If Music Be the Food of Love, Play On My second college girlfriend was an even bigger mistake than the first. Jen was a Catholic Electrical Engineering Major. I was an Atheist English/Humanities Double Major. We met through my friend and next door neighbor, also an EE.
When I met Jen, she was still seeing a guy from back at home, doing that long distance relationship thing that underclassmen often carry on with, hoping it'll work out despite the odds. Jen and I started hanging out under those pretenses, thinking it would just be a casual friendly thing. In a move that would repeat itself again years later, however, a couple weeks after we started hanging out she dropped the bombshell that she'd broken it off with her long distance boyfriend, and then she kissed me, and then we were dating.
Our relationship consisted, in my memory, of kissing and Calculus. I don't remember much beyond that. I'm sure there must have been something else, but beyond the distant memory of a couple bad movies I saw at the dollar theater with Jen, nothing remains of our relationship. We lived in different but identical dorms, and we had the same room number and the same room location. We fooled ourselves that this was somehow significant, but it wasn't. The vast majority of our relationship was lost when ICQ crashed on me a decade ago.
I was taking a Calculus class for my requirements, and we spent many an evening with her "helping" me do my homework for that class, even though I was more than capable of handling myself. After all, in high school, I was ranked 8th in the great state of North Dakota at math. I had math skills. I didn't have girlfriend skills, and I was working at it.
Catholic girls start much too late, and Jen hadn't started yet. My relationship with her was even less adult than my relationship with Amy.
A couple of months into our tentative relationship, I tried out for my one and only mainstage play in college: Shakespeare's Tweltfh Night. I had an abnormally good audition, and while I didn't get the part I wanted--Malvolio, the prudish villain of the play--I did get a nice bit part: Sir Andrew Aguecheek¹, a guy foolishly in love and a drunk, to boot. It's the type of role that actors love, if they can't get a starring role: one of those roles that, if done right, can be more memorable than the lead. These roles were my bread and butter as a young actor.
¹Amazingly, spellcheck here accepts "Aguecheek" as a word. Apparently, Firefox spellcheck has been populated by characters from Shakespeare. Oddly enough, it doesn't accept "spellcheck" as a word.
I was good at it. I'd acted in high school, and starred in a play or two, despite my limited range², and this character was tailor made for me. He's manipulated by another drunk, fooled into bankrolling a long series of drunken nights in the hopes that eventually the mistress Olivia will choose him to be her husband and lover. He never has a chance.
²I can handle gruff authority figures, pompous fools, drunks, and foolish lovers, and that's about it. Comedies are good for me, dramas not so much.
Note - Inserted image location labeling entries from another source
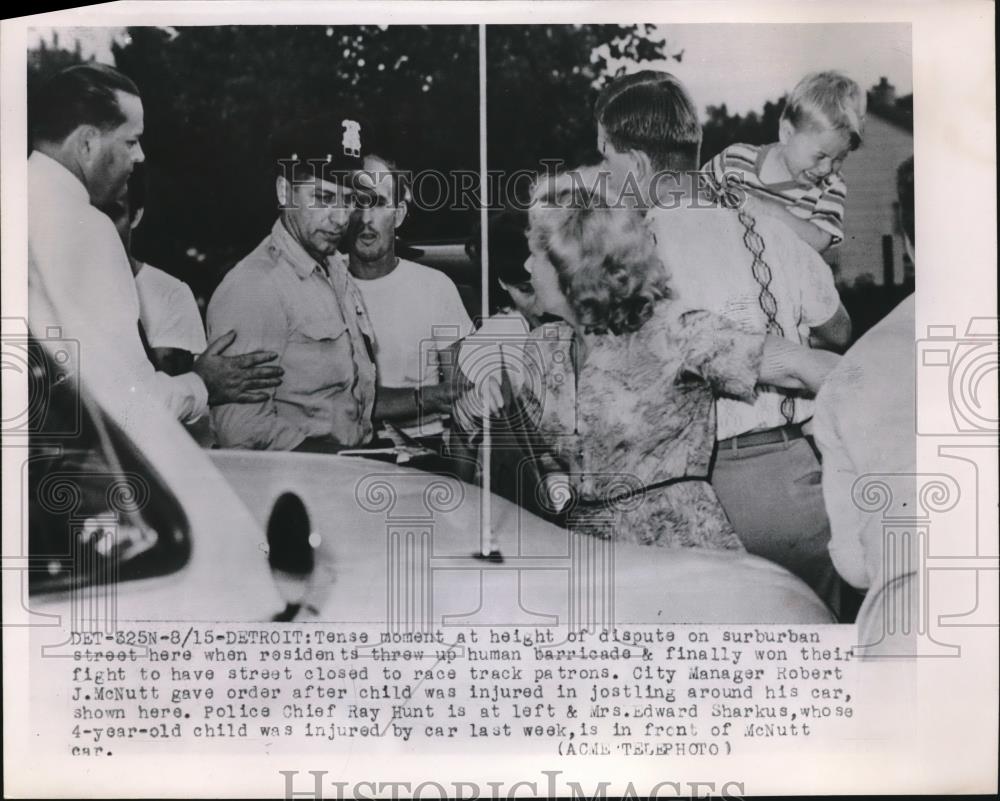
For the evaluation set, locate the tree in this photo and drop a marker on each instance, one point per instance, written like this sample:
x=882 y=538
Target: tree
x=722 y=129
x=542 y=81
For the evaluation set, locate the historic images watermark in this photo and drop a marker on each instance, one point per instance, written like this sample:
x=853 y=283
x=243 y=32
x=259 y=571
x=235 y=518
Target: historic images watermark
x=550 y=784
x=433 y=190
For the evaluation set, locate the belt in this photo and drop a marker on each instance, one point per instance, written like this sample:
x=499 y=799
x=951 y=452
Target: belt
x=768 y=436
x=592 y=503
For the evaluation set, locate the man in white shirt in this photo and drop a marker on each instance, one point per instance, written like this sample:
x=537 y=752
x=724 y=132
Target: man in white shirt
x=756 y=272
x=169 y=313
x=415 y=311
x=86 y=124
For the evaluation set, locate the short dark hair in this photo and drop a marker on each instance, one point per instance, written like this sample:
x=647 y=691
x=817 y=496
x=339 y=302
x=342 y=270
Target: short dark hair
x=82 y=95
x=904 y=189
x=651 y=112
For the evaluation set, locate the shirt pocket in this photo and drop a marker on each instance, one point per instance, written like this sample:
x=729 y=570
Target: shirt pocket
x=319 y=358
I don't know if you've spent any time with theater folk, but other than the high drama, they can be quite fun to hang out with. So that's what I did. I spent my time with the Twelfth Night cast. We drank a lot. We turned Trivial Pursuit into a drinking game³, and it wound up with a messy night of singing and dancing outside of a dorm, which itself turned itself into a scene from the play. Wheels within wheels. Mad craziness, in the best college sense.
³This is an awesome drinking game. The rules are simple. Turns go to the left. You ask the person to the left all six questions on a Trivial Pursuit card. Three answers is the baseline. If you get two right, you drink once. If you get one right, you drink twice. If you get none right, you can either a) finish your drink or b) drink three times, depending on how cruel you are feeling. If you get four right, though, everyone else drinks once. If you get five right, everyone else drinks twice. If you get all of them right, everyone either a) finishes their drink, or b) drinks three times. It's better than it sounds, and it's simple, which is important in a drinking game, especially as the evening goes on.
It was much better than dating Jen, I'll tell you that. I developed mad crushes on half the cast, so even though I had no chance with any of them, a couple of nights before opening night, I went to tell Jen that I didn't think it wou;d work out between her and I.
"Jen," I said, "I don't think this is going to work out between you and I."
"I agree," Jen said.
"I mean, you're a Catholic EE, and I'm an atheist English maj..."
"I agree," she interrupted.
"I hope we can still be fri..."
"I agree," she interrupted.
"Okay, then," I said. I wasn't intentionally quoting Raising Arizona, but I did.